Keys: +, wild type allele; −, null allele; H, hypomorphic allele; AOM, azoxymethane.

1.6.3. SGK

As a member of the AGC kinase family, SGK1 is a serine/threonine kinase that under transcriptional control of various stimuli including serum, glucocorticoids, cytokines and other growth factors [213]. In addition to SGK1, two other isoforms have also been identified, namely SGK2 and SGK3 [214]. Similar to other members of the AGC kinase family such as Akt and PKC, activation of SGK requires phosphorylation by PDK1 and mTORC2 [215].

To evaluate the physiological roles of SGK isoforms in vivo, Sgk1^−/− mice were developed in 2002, and these mice show impaired renal sodium retention under low salt diet, due to decreased renal epithelial Na⁺ channel activity, which subsequently leads to lower blood pressure and glomerular filtration rate [216]. Moreover, Sgk3^−/− mice exhibit a delayed hair growth phenotype without a sodium chloride excretion abnormality [217]. Notably, Sgk1^−/−/Sgk3^−/− mice exhibit both phenotypes of Sgk1^−/− and Sgk3^−/− mice [217], suggesting that SGK1 and SGK3 possess non-redundant developmental functions in vivo. Although genetic ablation of SGK does not result in tumorigenesis, after induction by chemical carcinogen, Sgk1^−/− mice develop much less colonic tumors than their wild-type littermates, supporting a physiological role for SGK1 deficiency in counteracting carcinogenesis [213]. Consistently, the Apc^Min/+/Sgk1^−/− compound mice, generated by crossing Sgk1^−/− mice with an APC (adenomatous polyposis coli) tumor suppressor defective (Apc^Min/+) mice, develop much less intestinal tumors than Apc^Min/+/Sgk1^+/+ mice, as well as associate with decreased levels of colonic β-catenin protein [218], further supporting an oncogenic role for SGK1 in vivo.
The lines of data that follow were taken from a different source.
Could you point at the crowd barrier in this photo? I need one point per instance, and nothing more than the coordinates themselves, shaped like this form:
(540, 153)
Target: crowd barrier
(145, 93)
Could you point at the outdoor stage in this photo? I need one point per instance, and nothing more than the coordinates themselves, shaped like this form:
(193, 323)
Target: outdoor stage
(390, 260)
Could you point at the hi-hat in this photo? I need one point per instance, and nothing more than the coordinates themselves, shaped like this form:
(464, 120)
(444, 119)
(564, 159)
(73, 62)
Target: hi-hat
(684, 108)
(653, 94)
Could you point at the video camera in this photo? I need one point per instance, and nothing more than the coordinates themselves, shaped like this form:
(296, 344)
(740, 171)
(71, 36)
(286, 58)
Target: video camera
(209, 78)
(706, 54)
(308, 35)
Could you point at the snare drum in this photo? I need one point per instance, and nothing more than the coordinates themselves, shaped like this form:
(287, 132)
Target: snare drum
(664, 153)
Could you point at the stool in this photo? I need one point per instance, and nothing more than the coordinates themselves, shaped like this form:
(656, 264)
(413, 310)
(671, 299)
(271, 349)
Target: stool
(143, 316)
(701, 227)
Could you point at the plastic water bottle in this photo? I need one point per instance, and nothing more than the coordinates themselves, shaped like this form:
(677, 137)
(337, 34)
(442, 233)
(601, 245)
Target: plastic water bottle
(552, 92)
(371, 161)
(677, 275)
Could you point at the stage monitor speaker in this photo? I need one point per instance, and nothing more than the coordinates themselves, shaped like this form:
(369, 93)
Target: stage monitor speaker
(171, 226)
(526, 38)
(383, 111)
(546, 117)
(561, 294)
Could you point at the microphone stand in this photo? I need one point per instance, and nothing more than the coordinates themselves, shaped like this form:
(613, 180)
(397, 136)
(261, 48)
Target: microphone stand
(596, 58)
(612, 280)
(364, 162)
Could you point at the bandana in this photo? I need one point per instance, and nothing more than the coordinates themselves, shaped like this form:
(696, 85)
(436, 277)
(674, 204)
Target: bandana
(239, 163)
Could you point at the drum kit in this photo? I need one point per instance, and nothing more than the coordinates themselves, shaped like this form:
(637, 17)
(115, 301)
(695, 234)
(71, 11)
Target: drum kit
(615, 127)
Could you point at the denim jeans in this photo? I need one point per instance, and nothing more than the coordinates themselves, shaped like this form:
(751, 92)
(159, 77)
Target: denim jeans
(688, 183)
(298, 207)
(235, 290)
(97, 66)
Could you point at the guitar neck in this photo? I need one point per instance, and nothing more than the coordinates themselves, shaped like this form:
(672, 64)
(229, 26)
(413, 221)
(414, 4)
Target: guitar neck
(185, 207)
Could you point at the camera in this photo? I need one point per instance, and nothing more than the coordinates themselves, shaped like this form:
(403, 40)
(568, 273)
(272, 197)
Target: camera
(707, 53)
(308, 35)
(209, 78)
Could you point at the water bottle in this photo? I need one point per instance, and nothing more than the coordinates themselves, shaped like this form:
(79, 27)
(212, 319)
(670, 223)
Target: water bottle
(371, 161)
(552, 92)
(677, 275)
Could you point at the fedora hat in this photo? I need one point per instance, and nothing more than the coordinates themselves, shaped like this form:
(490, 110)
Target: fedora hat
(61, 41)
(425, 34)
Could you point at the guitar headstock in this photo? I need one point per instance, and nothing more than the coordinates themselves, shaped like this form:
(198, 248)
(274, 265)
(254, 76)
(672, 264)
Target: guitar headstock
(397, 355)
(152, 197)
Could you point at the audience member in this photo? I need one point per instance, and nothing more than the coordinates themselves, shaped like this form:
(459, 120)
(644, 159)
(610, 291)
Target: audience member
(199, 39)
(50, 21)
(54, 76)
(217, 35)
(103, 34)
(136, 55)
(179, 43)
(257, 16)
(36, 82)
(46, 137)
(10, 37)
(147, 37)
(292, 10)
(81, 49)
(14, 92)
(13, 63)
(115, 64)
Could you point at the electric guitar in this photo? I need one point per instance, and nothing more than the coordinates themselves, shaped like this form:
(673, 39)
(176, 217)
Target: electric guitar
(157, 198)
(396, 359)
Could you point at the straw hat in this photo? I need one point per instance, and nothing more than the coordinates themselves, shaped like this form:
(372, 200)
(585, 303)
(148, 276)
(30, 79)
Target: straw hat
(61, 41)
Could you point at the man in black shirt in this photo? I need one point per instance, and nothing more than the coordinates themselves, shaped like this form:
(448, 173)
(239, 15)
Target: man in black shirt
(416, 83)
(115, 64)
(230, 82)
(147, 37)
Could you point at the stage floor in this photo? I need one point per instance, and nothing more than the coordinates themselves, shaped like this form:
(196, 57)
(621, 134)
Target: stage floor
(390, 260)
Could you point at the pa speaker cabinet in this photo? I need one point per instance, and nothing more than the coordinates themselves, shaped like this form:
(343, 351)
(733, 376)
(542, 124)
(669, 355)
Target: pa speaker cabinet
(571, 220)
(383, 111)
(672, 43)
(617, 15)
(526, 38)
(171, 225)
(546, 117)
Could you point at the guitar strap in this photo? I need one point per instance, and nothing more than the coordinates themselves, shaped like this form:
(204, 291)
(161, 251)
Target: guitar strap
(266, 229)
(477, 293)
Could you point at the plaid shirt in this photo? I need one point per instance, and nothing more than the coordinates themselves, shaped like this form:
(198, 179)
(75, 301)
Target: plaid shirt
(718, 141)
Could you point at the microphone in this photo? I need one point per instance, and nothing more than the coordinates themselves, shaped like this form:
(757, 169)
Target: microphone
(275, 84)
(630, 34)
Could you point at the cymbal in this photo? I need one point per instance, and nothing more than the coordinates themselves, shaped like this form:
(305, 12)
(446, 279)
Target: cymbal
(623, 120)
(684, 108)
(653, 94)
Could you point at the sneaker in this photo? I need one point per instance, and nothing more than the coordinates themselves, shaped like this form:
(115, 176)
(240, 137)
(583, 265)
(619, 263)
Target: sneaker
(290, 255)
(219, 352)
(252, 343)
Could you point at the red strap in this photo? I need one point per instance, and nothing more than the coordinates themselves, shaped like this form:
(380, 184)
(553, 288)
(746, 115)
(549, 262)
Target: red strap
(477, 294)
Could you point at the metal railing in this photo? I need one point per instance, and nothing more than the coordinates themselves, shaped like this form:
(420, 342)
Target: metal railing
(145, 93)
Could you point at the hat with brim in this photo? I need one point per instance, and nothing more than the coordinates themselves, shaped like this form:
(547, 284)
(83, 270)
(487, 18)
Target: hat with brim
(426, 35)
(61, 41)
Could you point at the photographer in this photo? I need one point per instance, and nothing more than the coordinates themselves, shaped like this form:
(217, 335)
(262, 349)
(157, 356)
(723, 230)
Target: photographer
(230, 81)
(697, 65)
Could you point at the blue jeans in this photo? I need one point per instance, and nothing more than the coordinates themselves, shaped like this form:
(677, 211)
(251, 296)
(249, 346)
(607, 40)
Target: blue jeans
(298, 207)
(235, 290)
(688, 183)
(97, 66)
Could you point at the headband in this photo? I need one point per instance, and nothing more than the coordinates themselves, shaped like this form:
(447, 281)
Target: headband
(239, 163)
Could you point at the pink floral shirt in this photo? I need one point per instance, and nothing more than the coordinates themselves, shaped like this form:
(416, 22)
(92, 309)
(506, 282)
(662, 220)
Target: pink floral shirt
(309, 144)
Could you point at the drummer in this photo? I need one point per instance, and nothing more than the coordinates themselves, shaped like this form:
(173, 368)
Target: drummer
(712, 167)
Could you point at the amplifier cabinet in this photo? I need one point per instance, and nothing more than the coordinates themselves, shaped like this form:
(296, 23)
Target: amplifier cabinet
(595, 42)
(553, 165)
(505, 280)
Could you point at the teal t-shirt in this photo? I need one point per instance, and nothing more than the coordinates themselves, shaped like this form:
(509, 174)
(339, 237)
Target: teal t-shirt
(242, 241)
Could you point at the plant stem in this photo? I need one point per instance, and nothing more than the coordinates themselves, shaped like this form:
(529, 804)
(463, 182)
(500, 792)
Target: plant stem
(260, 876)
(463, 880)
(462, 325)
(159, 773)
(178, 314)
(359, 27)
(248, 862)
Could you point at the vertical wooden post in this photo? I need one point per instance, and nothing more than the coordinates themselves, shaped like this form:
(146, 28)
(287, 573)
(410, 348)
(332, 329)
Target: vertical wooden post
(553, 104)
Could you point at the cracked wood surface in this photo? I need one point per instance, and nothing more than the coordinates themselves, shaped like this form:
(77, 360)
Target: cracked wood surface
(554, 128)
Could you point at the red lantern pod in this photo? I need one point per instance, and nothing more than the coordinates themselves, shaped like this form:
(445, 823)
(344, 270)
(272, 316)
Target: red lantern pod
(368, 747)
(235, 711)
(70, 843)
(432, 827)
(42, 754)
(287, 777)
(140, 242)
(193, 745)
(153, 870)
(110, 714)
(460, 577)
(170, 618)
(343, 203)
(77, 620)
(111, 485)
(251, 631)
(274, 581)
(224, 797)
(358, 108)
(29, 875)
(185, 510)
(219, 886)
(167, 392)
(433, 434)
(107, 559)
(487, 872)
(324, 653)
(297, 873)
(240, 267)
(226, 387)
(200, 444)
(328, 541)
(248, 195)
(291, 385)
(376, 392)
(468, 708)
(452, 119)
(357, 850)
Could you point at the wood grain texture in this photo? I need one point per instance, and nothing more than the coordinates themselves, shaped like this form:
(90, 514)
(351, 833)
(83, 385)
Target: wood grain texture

Consistently, administration of SGK inhibitors promoted radiation-induced tumor cell apoptosis in vitro and decreased the number of tumors in vivo, supporting the notion that SGK facilitates colon cancer progression [219].

Mutations of SGK appear to be mutually exclusive with Akt mutations in cancer [220]. Both SGK and Akt share common downstream substrates, as well as are able to promote cell growth, proliferation and migration [220]. Accordingly, SGK3 has been observed to be able to compensate for Akt to facilitate tumorigenesis in many PIK3CA mutated cancer cells and breast tumors. Moreover, SGK3-dependent PDK1 signaling was shown to be required for tumor growth, indicating the oncogenic role of SGK3 [221]. Clinically, up-regulation of SGK1 has been reported in multiple tumor types, such as prostate cancer [222] and non-small cell lung cancer [223]. However, this phenotype is tissue-dependent, as decreased SGK1 expression was also found in adenomatous polyposis coli [218], adenomatous ovarian cancer [224] and hepatocellular cancer [225]. Given that SGK is not essential in tumor cell survival, the physiological role of SGK in tumorigenesis may be tissue-dependent and context-dependent, which warrants further in-depth investigations in part by generating additional tissue-specific SGK transgenic mouse models.

Discussion

Hyper-activation of the PI3K/mTOR/Akt signaling pathway is among the most commonly observed pathological alterations in human cancers [32]. Since the identification of the yeast TOR gene in 1990s, the mTOR/Akt pathway has been considered a central regulator in controlling cell growth, proliferation and survival, as well as a promising anti-cancer drug target [229, 230]. In this review, we summarized the growing list of available genetic mouse models, pathological alteration status as well as downstream targets for key pathway components that are closely related to mTORC1 and mTORC2 (Table 1–4). More importantly, based on these physiological and pathological evidences, we assigned a possible role for each listed member for its role in tumorigenesis. Due to space limitation, we cannot include mouse models of some indirect regulators of mTOR complexes, such as PI3K [231, 232], PTEN [233, 234], PLD (phospholipase D) [235–237], LKB1 [238], FLCN [91, 239] and REDD1 (regulated in development and DNA damage responses 1) [240] in the current review, although they are also critical for our further understanding of how dysregulation of the mTOR signaling pathway facilitates tumorigenesis.

Table 1.

Mouse phenotypes upon knockout of the various core subunits of mTORC complex.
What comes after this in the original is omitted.